In der Annahme, der Mann sei aus einer Anstalt für Geistesgestörte entwichen, brachten sie ihn auf die Polizeistation der Präfektur Kamakura, wo die Beamten, ebenfalls vergeblich, versuchten, sich mit ihm zu verständigen.
Da seine Sprache Anklänge an die unsere erkennen ließ, setzte sich der Leiter der Dienststelle mit dem sprachwissenschaftlichen Institut der Universität Tokio in Verbindung, worauf Professor Hideki Nakamura sich nach Kamakura begab und versuchte, mit dem Mann in Kontakt zu kommen.
Nach einigen Versuchen stellte sich heraus, dass der Mann, der sich Imaki nennt, eine verstümmelte Form des chuko nihongo, also des Klassischjapanisch, spricht, das während der Hejan-Zeit (794–1185) gesprochen wurde.
Er erklärte, er gehöre einem kleinen Bergstamm an von etwa hundertfünfzig Menschen, die seit Jahrhunderten in der Gegend um Kamakura lebten und Überlebende einer gewaltigen Naturkatastrophe seien, die das Land – oder wie er sagte: ›die Welt‹ – vor tausend Jahren heimgesucht und alles Leben im weiten Umkreis vernichtet habe. Seiner häufig sehr verworrenen und auch durch mangelnde Ausdrucksfähigkeit stark behinderten Darstellung nach lebt sein Stamm seitdem ohne Kontakt zur Außenwelt und hält sich nur mühsam durch Jagd und Sammeln von Beeren und Waldfrüchten am Leben.
Nach Ansicht von Professor Nakamura klingen die Aussagen des Mannes glaubwürdig. Die Tatsache, dass er eine dem chuo nihongo verwandte Sprache spricht, die mit einigen völlig unverständlichen Vokabeln durchsetzt ist, lässt auch seinen Hinweis auf die tausend Jahre, die sein Stamm in Isolation verbracht haben soll, plausibel erscheinen, zumal der Intelligenzgrad des Mannes es recht unwahrscheinlich erscheinen lässt, dass er sich eine solche Geschichte ausgedacht haben könnte. Auch der Name, welcher ›Reispflanzer‹ bedeutet, ist nach den in der Hejan-Zeit üblichen Methoden der Namensgebung plausibel.
Die Präfekturverwaltung hat eine groß angelegte Suchaktion in dem fraglichen Gebiet angeordnet, die jedoch bis zur Stunde keine Spuren des von dem Mann erwähnten Stammes entdecken konnte.

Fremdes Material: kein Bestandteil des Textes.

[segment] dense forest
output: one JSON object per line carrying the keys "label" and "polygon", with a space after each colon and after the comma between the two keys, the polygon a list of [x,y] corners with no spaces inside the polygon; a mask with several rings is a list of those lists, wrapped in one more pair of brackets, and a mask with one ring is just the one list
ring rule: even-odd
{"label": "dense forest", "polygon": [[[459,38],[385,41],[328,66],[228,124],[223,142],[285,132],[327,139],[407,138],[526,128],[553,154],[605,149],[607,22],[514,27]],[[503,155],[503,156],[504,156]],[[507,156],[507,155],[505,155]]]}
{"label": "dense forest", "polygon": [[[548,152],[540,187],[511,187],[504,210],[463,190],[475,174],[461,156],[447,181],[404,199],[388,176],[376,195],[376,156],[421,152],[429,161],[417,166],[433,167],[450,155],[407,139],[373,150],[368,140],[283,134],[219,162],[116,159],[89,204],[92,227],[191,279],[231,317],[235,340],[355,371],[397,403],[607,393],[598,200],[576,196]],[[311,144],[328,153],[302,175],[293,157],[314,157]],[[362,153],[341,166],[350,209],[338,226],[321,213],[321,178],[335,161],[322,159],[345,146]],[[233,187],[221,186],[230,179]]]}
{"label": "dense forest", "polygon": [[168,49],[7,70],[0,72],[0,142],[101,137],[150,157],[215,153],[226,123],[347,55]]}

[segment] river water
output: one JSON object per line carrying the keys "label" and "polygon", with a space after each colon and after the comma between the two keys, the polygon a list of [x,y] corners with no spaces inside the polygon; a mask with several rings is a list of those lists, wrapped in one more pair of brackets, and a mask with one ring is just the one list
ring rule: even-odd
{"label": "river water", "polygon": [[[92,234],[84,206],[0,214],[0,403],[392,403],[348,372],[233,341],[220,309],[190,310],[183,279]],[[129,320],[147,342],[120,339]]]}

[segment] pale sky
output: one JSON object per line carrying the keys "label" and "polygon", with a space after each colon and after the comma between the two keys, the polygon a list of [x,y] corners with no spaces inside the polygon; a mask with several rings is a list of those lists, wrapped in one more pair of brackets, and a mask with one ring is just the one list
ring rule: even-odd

Der Gesundheitszustand des Mannes scheint angegriffen, er befindet sich jedoch außer Lebensgefahr.
     
    Tanabe hatte in Blockbuchstaben hinzugefügt:
Das erinnert alles sehr stark an das, was Sie mir über die Geschichte der ›Gäler‹ in Ihrer/unserer Parallelwelt erzählt haben. Insbesondere der Hinweis auf den Feuergott, den unsere Mythologie tatsächlich auch unter diesem Namen, wenn auch in anderem Zusammenhang kennt, deutet auf die Erklärung einer Priesterschaft, die den Leuten möglicherweise dieselbe Naturkatastrophe erklären wollte, die unseren Planeten nach Darstellung Ihrer Gesprächspartner in jener Parallelwelt vor tausend Jahren heimgesucht hat.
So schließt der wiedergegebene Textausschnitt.